Tissue culture studies indicate that bacterial products stimulate the production of proinflammatory cytokines by reproductive tissues. However, most of these studies have been performed under room air conditions, supplemented with 5% CO2. In this study, we tested whether O2 tension affects bacteria-stimulated cytokine production by extra-placental fetal membranes.

Methods:

Cultures of full-thickness membranes, isolated choriodecidua, and isolated amnion were exposed to bacteria and incubated under 21% (room air) or 5% O2 for 18 h.
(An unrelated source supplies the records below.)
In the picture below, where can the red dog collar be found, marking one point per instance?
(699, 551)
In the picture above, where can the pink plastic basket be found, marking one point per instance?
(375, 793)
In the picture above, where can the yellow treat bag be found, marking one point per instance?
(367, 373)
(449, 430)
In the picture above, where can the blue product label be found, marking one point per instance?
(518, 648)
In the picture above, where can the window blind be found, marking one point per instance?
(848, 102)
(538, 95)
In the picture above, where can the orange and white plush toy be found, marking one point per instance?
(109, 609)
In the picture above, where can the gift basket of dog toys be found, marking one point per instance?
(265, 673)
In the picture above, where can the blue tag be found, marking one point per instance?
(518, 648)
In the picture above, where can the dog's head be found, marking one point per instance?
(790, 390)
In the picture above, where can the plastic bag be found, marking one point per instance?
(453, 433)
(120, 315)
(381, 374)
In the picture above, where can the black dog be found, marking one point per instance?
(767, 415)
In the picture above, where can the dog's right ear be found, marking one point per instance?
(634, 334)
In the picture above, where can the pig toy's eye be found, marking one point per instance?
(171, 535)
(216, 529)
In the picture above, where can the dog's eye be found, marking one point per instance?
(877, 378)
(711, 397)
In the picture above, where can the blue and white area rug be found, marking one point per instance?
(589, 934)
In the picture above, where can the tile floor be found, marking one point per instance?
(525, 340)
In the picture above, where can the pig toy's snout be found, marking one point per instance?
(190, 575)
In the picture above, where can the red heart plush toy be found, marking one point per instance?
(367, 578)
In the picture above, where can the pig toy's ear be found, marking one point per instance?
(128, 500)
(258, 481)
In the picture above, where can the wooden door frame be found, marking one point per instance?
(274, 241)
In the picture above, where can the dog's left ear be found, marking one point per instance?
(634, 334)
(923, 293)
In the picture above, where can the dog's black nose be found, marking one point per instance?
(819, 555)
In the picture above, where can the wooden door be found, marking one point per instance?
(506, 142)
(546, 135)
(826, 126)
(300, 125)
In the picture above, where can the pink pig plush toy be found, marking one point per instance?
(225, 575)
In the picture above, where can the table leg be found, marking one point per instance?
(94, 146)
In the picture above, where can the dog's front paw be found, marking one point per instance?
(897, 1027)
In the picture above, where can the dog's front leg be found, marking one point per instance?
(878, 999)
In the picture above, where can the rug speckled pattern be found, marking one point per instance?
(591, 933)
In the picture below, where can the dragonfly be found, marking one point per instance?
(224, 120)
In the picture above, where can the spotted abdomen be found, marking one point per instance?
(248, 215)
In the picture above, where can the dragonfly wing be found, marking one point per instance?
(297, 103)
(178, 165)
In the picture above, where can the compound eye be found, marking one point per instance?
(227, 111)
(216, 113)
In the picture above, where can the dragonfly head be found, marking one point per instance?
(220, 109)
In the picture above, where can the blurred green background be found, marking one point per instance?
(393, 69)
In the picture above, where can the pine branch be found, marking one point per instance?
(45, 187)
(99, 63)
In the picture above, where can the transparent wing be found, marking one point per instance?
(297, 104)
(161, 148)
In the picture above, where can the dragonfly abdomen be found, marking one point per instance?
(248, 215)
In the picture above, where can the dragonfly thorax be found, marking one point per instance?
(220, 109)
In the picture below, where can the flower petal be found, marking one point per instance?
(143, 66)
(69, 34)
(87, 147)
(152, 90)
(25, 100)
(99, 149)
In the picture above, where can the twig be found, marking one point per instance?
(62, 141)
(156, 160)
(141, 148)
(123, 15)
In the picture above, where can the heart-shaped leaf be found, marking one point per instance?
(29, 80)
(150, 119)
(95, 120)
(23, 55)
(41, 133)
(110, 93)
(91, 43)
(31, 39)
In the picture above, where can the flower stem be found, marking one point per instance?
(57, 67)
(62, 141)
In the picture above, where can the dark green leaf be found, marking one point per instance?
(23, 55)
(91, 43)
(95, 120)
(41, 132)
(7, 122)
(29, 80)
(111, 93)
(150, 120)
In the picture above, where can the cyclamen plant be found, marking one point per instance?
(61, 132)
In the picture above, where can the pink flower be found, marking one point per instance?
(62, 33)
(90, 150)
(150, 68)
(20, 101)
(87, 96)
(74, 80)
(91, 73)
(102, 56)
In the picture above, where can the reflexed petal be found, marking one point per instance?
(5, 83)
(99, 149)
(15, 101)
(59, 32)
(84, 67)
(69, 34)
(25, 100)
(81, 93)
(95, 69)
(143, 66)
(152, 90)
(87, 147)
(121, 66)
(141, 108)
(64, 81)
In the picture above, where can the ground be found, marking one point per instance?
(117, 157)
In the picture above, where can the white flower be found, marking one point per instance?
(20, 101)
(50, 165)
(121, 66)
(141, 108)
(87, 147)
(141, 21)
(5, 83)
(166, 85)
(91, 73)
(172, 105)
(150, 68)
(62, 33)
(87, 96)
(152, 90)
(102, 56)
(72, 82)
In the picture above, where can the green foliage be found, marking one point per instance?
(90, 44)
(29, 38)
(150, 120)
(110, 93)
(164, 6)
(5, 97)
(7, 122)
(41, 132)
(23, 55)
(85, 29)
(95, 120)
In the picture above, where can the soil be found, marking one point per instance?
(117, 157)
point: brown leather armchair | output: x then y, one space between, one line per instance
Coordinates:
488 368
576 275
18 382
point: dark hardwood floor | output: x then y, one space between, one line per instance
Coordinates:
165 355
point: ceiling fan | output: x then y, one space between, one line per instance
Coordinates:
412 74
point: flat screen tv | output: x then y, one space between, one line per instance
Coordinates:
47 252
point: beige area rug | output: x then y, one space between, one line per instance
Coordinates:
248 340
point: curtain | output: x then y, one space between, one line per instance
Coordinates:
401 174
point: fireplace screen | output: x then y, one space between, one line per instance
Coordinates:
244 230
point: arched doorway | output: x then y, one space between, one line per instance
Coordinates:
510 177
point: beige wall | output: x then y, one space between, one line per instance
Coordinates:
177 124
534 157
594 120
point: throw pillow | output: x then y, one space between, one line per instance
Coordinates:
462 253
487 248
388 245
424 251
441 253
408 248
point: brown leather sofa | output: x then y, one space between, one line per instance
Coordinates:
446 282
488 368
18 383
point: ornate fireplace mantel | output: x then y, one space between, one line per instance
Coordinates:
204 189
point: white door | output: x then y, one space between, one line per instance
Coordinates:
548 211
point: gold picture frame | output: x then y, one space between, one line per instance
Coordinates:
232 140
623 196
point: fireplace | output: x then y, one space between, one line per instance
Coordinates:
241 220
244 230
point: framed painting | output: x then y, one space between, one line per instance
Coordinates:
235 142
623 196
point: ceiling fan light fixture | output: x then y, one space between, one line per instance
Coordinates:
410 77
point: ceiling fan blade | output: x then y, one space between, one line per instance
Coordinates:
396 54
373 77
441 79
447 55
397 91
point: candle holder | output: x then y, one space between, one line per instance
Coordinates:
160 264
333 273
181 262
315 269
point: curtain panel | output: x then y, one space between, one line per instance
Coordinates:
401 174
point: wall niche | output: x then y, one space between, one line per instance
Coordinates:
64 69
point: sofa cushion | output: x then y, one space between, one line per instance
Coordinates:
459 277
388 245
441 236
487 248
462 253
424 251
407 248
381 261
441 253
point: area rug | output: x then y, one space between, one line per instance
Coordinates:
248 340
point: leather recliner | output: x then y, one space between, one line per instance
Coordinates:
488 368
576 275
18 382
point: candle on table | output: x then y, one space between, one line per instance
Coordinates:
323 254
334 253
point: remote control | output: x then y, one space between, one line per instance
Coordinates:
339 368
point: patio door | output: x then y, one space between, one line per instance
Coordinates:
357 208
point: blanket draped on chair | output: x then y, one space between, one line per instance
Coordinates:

Cytokine concentrations in conditioned medium was quantified by immunoassay.

Results:

Culture under 5% O2 increased production of interleukin (IL)-1β and tumor necrosis factor (TNF)-α, but reduced IL-10 and IL-6 production by full membranes. Isolated choriodecidua responded to 5% O2 with increased IL-1β production and reduced IL-6 production, but had no effect on TNF-α and IL-10 production was not detected. No effect of O2 tension on IL-1β or IL-6 production by isolated amnion was detected, however, Escherichia coli-stimulated IL-10, TNF-α and IL-8 production was enhanced by culture under 5% O2.

Conclusions:

Increased oxygen tension reduces the pro-inflammatory responsiveness of cell cultures to E. coli and promotes an anti-inflammatory cytokine profile. Differential effects of O2 tension on choriodecidua and amnion suggests a network of paracrine factors that regulate cytokine levels in response to changes in O2 tension.